In these two responses, we made the connection between opening up and down and the coefficient of the x^2 term.
These two examples gave us an opportunity to talk about x-intercepts, as well as some representational limitations, with the quadrant picture highlighting that even though we can't see it in the picture, that the top right graph will eventually be in quadrant 2 as well as quadrant 1.
After we discussed our WODB answers, we got in groups to get to the heart of the session. Groups were asked to highlight areas that are consistently troublesome for students. Part of my responsive instruction was to anticipate participant responses, so I guessed that fractions and signed arithmetic would be two areas that were common problems. Sure enough, my participants agreed, adding also some trouble with creating and solving equations.
Our goal was to highlight trouble areas and come up with ways to help students before, during and after instruction. The desired outcome was to go back to GoFormative and draw a representation of how to teach the topics with responsive instruction in mind. To accomplish this, I provided participants with some resources to research their anticipated trouble spots. We used the Progressions Documents and Nix The Tricks.

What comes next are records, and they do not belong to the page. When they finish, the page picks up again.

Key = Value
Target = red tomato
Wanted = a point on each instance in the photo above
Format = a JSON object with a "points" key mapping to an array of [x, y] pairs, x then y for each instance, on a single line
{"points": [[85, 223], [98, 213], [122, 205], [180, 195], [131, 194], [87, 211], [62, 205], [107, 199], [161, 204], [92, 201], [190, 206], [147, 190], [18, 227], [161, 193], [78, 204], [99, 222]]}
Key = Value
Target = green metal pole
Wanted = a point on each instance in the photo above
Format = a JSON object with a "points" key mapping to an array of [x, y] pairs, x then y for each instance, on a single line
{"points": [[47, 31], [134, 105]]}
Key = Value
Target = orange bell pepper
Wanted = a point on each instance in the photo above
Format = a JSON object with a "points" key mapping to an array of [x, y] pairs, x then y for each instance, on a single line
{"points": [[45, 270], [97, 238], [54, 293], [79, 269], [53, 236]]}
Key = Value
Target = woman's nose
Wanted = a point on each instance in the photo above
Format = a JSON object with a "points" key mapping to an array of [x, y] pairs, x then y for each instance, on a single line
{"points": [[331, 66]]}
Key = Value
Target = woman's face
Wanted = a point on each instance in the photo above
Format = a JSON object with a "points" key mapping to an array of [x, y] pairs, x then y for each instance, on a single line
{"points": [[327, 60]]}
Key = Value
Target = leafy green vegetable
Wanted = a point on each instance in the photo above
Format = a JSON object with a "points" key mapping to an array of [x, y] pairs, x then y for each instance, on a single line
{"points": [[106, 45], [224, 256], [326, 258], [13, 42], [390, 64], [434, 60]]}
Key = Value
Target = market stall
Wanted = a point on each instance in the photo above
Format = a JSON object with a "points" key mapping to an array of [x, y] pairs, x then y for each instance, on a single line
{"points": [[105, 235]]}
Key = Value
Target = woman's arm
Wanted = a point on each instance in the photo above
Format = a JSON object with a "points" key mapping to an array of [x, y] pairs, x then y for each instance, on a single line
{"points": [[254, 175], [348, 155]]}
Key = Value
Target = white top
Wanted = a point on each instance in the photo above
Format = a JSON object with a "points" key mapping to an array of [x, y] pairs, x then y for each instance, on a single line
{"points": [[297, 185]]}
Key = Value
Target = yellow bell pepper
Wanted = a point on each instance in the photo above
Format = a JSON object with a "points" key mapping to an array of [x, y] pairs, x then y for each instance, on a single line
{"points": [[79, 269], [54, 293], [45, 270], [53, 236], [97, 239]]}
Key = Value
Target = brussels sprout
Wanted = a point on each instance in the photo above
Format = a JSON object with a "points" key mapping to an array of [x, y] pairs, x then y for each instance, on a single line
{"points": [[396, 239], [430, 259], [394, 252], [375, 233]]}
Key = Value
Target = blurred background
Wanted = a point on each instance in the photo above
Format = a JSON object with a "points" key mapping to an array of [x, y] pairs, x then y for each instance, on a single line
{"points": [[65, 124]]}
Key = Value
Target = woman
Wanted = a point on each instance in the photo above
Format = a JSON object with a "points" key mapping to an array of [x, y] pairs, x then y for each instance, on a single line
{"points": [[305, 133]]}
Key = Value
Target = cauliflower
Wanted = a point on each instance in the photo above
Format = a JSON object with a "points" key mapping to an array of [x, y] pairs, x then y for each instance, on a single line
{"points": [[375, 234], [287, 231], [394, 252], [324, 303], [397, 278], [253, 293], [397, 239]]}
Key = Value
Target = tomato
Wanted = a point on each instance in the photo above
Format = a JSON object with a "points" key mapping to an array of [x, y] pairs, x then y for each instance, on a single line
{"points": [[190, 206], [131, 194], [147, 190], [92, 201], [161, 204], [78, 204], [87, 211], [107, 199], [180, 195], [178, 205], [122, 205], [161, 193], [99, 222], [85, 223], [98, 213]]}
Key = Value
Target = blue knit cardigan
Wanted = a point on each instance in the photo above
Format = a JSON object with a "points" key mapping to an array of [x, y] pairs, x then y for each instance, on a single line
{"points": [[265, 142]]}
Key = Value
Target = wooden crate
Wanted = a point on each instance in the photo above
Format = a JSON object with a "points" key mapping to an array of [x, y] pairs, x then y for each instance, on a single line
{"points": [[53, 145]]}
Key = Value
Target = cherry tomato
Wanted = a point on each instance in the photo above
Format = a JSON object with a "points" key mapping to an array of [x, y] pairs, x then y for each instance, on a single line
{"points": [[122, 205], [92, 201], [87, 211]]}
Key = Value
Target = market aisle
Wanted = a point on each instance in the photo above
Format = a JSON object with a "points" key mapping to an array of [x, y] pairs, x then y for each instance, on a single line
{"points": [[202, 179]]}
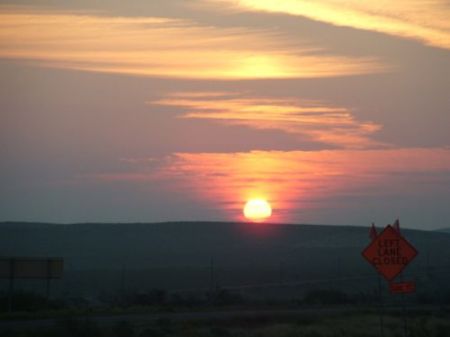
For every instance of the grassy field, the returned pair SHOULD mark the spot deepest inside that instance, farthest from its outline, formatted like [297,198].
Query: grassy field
[353,324]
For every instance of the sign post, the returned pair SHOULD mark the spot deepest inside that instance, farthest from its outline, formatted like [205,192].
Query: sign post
[389,253]
[13,268]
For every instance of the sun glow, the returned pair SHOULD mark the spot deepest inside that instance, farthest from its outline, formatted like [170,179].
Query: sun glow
[257,210]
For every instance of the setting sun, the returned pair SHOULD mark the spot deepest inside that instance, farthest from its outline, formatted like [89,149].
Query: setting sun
[257,210]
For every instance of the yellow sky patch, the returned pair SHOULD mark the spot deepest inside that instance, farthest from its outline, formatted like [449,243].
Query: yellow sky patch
[162,47]
[424,20]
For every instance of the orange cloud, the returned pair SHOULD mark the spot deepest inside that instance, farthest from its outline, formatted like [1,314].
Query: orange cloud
[163,47]
[293,181]
[314,120]
[423,20]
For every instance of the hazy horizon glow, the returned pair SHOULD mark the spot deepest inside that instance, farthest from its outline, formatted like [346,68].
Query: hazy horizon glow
[333,112]
[304,181]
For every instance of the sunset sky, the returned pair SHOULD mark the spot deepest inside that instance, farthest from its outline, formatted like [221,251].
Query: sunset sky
[335,112]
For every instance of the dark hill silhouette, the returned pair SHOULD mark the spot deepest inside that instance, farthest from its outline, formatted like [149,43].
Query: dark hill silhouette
[171,253]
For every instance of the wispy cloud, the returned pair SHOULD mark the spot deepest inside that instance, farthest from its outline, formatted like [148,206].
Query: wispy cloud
[292,181]
[313,120]
[424,20]
[164,47]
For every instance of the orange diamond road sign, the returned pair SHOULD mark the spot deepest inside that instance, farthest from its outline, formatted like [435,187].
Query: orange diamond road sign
[389,253]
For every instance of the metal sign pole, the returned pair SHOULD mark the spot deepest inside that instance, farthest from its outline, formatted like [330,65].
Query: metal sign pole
[405,316]
[12,270]
[381,307]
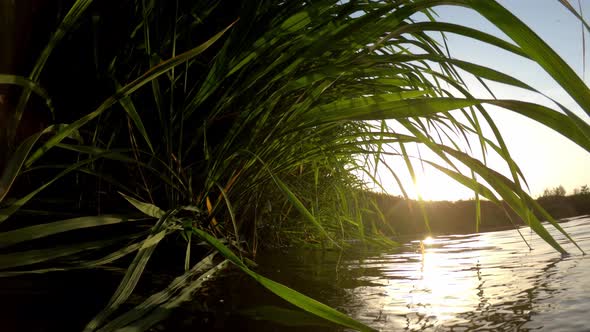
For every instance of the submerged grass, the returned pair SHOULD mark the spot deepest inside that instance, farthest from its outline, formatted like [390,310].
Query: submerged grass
[257,122]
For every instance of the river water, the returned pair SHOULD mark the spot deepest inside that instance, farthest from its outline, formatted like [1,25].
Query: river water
[478,282]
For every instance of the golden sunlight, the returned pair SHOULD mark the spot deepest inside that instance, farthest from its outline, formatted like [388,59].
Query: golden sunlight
[431,185]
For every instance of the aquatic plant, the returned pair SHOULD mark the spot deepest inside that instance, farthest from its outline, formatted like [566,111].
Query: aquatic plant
[237,125]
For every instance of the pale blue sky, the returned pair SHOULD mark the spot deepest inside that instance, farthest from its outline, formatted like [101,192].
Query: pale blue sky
[546,158]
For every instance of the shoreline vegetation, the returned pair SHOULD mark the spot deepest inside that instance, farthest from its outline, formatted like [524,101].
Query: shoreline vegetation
[456,217]
[139,133]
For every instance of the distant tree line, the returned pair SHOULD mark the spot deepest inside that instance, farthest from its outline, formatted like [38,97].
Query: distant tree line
[444,217]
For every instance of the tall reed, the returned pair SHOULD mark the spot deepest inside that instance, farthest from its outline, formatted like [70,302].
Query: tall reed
[239,125]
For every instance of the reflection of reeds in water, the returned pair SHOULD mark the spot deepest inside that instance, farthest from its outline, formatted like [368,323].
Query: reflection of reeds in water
[240,125]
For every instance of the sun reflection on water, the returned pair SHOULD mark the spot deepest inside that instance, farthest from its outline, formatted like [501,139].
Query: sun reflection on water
[438,290]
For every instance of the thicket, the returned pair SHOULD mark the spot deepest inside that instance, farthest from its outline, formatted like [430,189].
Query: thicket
[230,124]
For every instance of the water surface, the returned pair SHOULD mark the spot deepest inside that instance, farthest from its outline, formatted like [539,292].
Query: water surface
[477,282]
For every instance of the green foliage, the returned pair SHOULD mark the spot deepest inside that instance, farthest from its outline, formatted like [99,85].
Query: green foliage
[254,121]
[558,191]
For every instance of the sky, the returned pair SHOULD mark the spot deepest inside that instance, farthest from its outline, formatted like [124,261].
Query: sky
[547,159]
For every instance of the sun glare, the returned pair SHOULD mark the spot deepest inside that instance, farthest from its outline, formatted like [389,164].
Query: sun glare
[434,186]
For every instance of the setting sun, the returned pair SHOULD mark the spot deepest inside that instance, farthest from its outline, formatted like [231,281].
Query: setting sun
[435,186]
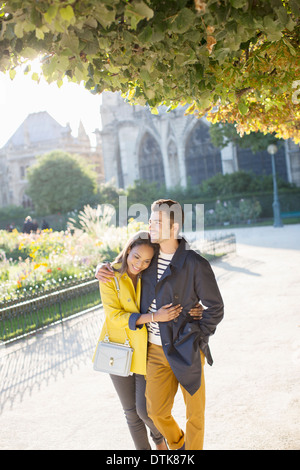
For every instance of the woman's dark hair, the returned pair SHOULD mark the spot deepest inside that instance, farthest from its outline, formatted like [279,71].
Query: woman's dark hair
[138,239]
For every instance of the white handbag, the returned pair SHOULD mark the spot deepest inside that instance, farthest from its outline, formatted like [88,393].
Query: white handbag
[113,358]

The discussions that ensued with participants started to really blow me away. Participants went back and forth between the Progressions and Nix The Tricks. Questions surrounding signed arithmetic started popping up. Teachers found a lot of usefulness in representing the number line vertically, thinking it would be more intuitive for their students. Then came a struggle with how to use the number line to represent subtracting a negative. Here I pivoted the conversation to the order of operations and how students make sense of that. I referred participants to the PEMDAS section of Nix the Tricks. We talked about the advantages of switching to GEMA and getting students to understand the definition of subtraction as adding opposites. I was truly impressed by my participants openness and willingness to engage with these new thoughts on classic topics. As we debated the merits of the two approaches, we also incorporated the other aspects of GEMA: the lack of division, the idea that we don't need to go left to right (and by extension the commutative and associative properties), the broader aspect of Grouping symbols versus Parentheses, and the connection to inputs in the calculator. Here are some responses to this activity:
Working with my colleagues, seeing their excitement about some new approaches, has really invigorated me at the beginning of this summer, and I can't wait to check in with them during the school year to hear how these approaches are going!